Abstract

Objective: The main rationale behind the continuous analgesia/sedation currently practiced in the treatment of neonates with severe respiratory failure in intensive care is an attempt at shielding the sick newborn from exogenous stress and pain caused by diagnostic and therapeutic interventions. Until now, however, the factors which influence endogenous, disease-related distress have been largely ignored. Method: We retrospectively studied the daily need for analgesics and sedatives (fentanyl, midazolam, pentobarbital, thiopental) of 40 full-term newborns with severe respiratory failure who had been ventilated for at least 48 h over an observational period of 2–5 days. Dosing of the analgesics and sedatives was based on a neonatal sedation score for ventilated infants. These daily amounts were converted to a normative comparative dose (analgesic/sedative need = ASN) and compared with the oxygenation index (OI) as a measure of the degree of pulmonary insufficiency.

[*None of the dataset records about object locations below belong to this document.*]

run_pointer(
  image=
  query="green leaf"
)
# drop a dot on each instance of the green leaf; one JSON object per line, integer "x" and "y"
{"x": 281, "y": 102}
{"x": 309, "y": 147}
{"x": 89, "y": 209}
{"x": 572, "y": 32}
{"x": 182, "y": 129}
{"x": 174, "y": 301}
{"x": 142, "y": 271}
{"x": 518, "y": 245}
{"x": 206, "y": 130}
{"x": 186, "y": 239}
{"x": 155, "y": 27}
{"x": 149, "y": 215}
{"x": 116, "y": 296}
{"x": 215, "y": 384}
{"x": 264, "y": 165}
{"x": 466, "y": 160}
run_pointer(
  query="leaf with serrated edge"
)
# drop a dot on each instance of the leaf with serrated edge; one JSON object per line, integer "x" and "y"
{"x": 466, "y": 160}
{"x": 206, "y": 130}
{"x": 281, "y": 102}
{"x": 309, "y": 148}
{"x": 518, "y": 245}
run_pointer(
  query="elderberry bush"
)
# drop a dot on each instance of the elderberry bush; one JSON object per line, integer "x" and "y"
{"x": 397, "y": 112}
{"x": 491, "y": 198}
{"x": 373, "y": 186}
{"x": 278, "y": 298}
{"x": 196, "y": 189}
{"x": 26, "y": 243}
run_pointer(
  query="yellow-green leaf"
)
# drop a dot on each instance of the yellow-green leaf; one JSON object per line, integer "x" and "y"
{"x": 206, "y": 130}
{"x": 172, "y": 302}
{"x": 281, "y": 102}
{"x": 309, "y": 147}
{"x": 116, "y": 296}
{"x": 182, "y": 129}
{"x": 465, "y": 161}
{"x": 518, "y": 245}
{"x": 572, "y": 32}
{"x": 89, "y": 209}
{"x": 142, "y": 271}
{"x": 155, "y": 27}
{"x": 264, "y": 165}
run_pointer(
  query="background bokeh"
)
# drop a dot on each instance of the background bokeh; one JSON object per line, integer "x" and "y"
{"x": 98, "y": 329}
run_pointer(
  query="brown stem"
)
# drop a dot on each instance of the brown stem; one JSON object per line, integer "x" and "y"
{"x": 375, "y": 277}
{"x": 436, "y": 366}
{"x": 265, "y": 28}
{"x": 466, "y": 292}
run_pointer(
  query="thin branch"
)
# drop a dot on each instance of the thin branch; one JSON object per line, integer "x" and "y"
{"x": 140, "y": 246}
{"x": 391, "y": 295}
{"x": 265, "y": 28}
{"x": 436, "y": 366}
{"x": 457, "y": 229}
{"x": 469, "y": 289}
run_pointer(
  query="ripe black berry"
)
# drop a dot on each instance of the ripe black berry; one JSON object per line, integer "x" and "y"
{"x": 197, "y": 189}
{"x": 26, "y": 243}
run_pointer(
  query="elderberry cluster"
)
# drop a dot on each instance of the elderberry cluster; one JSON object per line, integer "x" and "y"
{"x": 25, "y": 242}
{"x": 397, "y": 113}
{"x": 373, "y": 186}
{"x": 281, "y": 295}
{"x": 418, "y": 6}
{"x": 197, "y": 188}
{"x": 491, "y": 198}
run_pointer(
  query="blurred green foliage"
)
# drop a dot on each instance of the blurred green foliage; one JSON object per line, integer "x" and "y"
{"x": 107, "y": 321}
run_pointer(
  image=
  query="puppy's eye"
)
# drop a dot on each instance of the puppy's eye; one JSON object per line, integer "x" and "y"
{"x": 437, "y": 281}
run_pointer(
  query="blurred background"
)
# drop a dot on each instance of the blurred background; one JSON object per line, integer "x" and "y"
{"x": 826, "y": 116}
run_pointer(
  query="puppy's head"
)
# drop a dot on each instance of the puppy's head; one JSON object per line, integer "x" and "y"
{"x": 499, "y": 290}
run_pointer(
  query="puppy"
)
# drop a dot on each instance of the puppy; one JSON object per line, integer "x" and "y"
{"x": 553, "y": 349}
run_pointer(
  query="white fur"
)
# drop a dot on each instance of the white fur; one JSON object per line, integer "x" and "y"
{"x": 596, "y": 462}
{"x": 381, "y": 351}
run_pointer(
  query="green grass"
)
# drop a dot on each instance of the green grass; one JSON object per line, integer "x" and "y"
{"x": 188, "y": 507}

Results: Depending on the duration of ventilation, an increasingly close correlation between the ASN and the OI was detected: the index of correlation (r) was detected to be 0.65 on the second day, but increased up to 0.94 after 5 days. The subgroup of patients who had been ventilated for more than 3 days (n = 8) consistently showed a very high correlation, ranging from r = 0.86 to r = 0.94. Conclusion: Our results indicate a direct relationship between severity of pulmonary failure (expressed as OI) and degree of disease-related distress (reflected by ASN). This supports the hypothesis that in full-term neonates under mandatory intensive care for severe respiratory failure, endogenous distress caused by the primary disease itself, in addition to exogenous distress caused by therapeutic and diagnostic interventions, is key factor for the determination of the required amount of analgesic and sedative drugs.